HASIL dari
MENGAJI
@salimafillah
Betapa
agungnya ilmu, betapa hebatnya belajar, dan betapa mulianya mengajar.
"Menuntut
ilmu karena Allah adalah bukti ketundukan padaNya", ujar Sayyidina Mu'ad
ibn Jabal. "Mempelajarinya dari seorang guru adalah ibadah. Melangkah
menuju majelisnya adalah pembuka jalan surga. Duduk di tengah kajiannya adalah
Taman Firdaus. Membahasnya adalah bagian dari jihad. Mengajarkannya adalah
tasbih. Menyampaikannya kepada orang yang belum tahu adalah shadaqah.
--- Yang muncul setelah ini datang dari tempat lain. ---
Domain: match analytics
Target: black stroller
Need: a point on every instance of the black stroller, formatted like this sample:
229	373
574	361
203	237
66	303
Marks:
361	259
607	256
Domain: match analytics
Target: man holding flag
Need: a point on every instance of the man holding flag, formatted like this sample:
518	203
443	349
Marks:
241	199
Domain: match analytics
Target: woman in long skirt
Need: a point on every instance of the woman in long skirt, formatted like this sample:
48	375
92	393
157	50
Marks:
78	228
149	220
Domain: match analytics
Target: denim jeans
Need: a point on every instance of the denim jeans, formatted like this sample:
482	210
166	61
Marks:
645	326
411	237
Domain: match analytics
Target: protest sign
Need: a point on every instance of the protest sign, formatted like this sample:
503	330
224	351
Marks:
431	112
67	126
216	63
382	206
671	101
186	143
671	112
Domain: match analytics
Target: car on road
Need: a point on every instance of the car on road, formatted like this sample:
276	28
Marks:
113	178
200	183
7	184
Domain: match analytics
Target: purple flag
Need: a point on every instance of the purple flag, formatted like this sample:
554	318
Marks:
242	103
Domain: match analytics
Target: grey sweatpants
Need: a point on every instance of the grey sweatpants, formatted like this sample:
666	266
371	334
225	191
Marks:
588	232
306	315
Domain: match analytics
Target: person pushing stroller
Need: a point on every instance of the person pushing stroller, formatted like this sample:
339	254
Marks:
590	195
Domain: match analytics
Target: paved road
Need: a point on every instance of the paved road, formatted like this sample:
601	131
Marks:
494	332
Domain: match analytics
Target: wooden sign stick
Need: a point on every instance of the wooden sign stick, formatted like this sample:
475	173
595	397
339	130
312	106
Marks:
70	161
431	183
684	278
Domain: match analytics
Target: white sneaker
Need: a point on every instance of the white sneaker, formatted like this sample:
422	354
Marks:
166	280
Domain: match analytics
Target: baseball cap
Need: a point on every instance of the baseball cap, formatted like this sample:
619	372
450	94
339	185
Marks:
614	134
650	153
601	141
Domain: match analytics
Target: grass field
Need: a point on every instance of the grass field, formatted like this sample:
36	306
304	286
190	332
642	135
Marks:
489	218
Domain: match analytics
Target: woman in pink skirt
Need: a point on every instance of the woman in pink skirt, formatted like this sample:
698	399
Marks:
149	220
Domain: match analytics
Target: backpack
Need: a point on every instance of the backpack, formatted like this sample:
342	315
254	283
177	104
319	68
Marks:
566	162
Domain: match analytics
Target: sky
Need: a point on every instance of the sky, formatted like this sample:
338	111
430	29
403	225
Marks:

Mencurahkannya kepada orang yang berhak menerimanya adalah qurbah."
Tapi di
setiap jalan keluhuran manusia, syaithan juga berjaga-jaga. Maka pada perkara
seindah mengajipun, kita sewajibnya waspada. Mari berhenti sejenak untuk
bertanya, ke mana buku yang kita baca, kajian yang kita cerna, dan ilmu yang
kita telaah ini membawa?
Apakah
mengaji ini membawa kita pada perasaan "Ana khairun minhu, saya lebih baik
daripada dia", hingga kita merasa paling berada di atas kebenaran, paling
berhak atas ridhaNya dan surga, lalu menganggap diri lebih utama dan memandang
sesama remeh dan hina?
Subhaanallaah;
yang seperti ini ada pendahulunya, dengan ibadah yang tak tertandingi di
mayapada, tapi ujungnya terlaknat sepanjang masa.
"Berkata
Iblis, 'Aku lebih baik daripada dia.." (QS Al A'raaf: 12)
Ataukah
mengaji ini membawa kita pada perasaan "Rabbanaa zhalamnaa anfusanaa..
Duhai Rabb kami, kami telah menganiaya diri kami sendiri..", lalu kita
kian menginsyafi aneka kekurangan diri, merasa betapa lemahnya kita, betapa
mudah jatuh dalam alpa, serta betapa faqir akan ampunan dan rahmatNya?
Masyaallaah;
yang seperti ini ada pendahulunya, dimuliakan di atas para malaikat, dipilih di
antara semesta, menjadi bapak yang membawa keturunannya mewarisi bumi dunia.
Dia bermaksiat, tapi bertaubat, menjadikan cinta Allah padanya berlipat-lipat.
"Berkata
Adam dan Hawa, 'Duhai Rabb kami, kami telah menganiaya diri kami sendiri.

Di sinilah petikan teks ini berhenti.